There are various methodologies and techniques for analyzing data collected via measurements and observations. Among them, this course focuses on the analysis of time series. Mathematical theory and technique are covered through the lectures, and practical data analyses are executed through computer programming.
Students will acquire the knowledge and skills on the discrete Fourier transform method for characterizing temporal variation in the data, and on various techniques to reduce or eliminate noise superimposed on the data.
By the end of this course, students will be able to:
1) Program a simple data analysis code in MATLAB.
2) Determine an appropriate interval for the sampling of continuously-changing physical quantities.
3) Derive correlation and frequency spectrum of time series data.
4) Extract the meaningful part of the data by removing the noise.
random process, discrete Fourier transform, sampling theorem, Wiener-Khintchin theorem, spectrogram, noise, moving average, filter, singular value decomposition, singular spectrum analysis
|Intercultural skills||Communication skills||Specialist skills||Critical thinking skills||Practical and/or problem-solving skills|
Theory is taught in the class and exercises are occasionally given. Students may be asked to explain the assumptions made in the preparation.
Practices on MATLAB programming are conducted in the computer room of IDE Lounge.
Lecture and practice are provided in turns.
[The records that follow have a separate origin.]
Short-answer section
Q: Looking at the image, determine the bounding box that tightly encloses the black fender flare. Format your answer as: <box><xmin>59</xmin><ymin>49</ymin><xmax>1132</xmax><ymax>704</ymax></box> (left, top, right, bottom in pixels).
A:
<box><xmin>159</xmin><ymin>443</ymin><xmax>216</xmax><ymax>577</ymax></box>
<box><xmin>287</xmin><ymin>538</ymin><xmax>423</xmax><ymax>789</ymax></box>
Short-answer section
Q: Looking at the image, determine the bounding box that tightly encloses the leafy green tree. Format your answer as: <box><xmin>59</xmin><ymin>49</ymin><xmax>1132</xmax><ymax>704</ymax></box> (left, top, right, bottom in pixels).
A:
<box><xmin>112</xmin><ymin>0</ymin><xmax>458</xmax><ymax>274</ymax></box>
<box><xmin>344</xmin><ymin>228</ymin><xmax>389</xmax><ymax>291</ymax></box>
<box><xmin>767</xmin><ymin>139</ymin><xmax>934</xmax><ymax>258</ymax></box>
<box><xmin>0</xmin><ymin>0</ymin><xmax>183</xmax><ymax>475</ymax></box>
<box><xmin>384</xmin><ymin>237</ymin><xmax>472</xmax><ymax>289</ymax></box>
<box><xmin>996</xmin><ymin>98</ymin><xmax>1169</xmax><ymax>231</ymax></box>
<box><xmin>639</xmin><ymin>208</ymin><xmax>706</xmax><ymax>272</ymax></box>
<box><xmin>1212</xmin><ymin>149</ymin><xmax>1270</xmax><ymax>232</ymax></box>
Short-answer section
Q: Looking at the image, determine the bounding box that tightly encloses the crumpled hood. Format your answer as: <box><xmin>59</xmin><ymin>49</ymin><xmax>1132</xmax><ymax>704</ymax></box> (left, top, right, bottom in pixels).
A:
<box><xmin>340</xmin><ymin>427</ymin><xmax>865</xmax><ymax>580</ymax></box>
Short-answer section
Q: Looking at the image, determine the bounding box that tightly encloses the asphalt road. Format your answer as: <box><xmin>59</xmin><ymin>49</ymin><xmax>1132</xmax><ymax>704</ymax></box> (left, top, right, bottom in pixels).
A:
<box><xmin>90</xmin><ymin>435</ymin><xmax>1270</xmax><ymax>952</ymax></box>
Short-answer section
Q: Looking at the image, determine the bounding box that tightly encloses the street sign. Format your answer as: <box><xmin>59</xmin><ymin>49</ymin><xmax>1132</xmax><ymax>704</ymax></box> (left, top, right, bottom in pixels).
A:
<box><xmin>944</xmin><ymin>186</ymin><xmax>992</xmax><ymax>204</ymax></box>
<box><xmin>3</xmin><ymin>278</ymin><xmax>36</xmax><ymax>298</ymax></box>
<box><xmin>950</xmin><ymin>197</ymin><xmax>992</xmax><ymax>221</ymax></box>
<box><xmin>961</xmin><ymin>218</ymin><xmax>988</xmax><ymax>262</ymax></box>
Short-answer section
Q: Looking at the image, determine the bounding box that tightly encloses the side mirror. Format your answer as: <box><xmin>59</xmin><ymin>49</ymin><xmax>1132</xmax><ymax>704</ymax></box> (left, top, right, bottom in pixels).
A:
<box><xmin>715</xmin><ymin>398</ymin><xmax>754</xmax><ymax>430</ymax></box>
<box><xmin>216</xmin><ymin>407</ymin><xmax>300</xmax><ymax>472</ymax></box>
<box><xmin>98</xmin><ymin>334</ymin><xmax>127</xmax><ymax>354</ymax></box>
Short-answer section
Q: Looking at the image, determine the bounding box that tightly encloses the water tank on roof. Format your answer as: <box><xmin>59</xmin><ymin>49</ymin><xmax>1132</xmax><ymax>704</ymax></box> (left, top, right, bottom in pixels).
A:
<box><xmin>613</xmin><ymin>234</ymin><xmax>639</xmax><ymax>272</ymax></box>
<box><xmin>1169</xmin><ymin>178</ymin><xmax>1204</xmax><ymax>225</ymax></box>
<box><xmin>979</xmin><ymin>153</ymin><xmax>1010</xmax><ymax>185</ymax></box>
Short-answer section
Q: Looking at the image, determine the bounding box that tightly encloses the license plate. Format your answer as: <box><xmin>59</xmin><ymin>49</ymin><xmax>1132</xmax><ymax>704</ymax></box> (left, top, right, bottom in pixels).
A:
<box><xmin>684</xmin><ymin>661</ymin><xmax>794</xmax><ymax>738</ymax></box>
|Course schedule||Required learning|
|Class 1||Orientation. Signals (1): sampling theorem, Fourier transform||Find signals within daily life|
|Class 2||Signals (2): random process, autocorrelation, ergodicity, Wiener-Khinchin theorem|
|Class 3||Practice (1): MATLAB||Matrix programming in MATLAB|
|Class 4||Frequency analysis (1): discrete Fourier transform|
|Class 5||Practice (2): discrete Fourier transform||Sampling and discrete Fourier transform of sinusoidal wave|
|Class 6||Frequency analysis (2): uncertainty principle, window function, short time Fourier transform|
|Class 7||Practice (3): short time Fourier transform||Spectrogram of chirp signal|
|Class 8||Noise elimination (1): white noise, moving average|
|Class 9||Practice (4): moving average||Moving average of white noise|
|Class 10||Noise elimination (2): filter|
|Class 11||Practice (5): filter||Noise elimination by filtering|
|Class 12||Signal separation (1): singular value decomposition theorem, singular value decomposition of data|
|Class 13||Signal separation (2): singular spectrum analysis|
|Class 14||Practice (6): singular spectrum analysis||Signal separation and noise elimination by singular spectrum analysis|
|Class 15||Wrap up. Final report assignment.||Processing of voice data|
Masao MASUGI, Signal Analysis, Morikita Pub., 2013 (in Japanese).
Materials for practices are distributed via OCW-i.
Knowledge and applied skill of signals, frequency analysis, noise elimination, signal separation and MATLAB programming will be assessed.
Reports for practice sssions 30%, final report 35%, and final exam 35%.
Students are assumed to have successfully completed Engineering Mathematics A/C, and Theory of Information Processing. Students are also recommended to take Engineering Measurement.
Only students in the Department of International Development Engineering can take this course.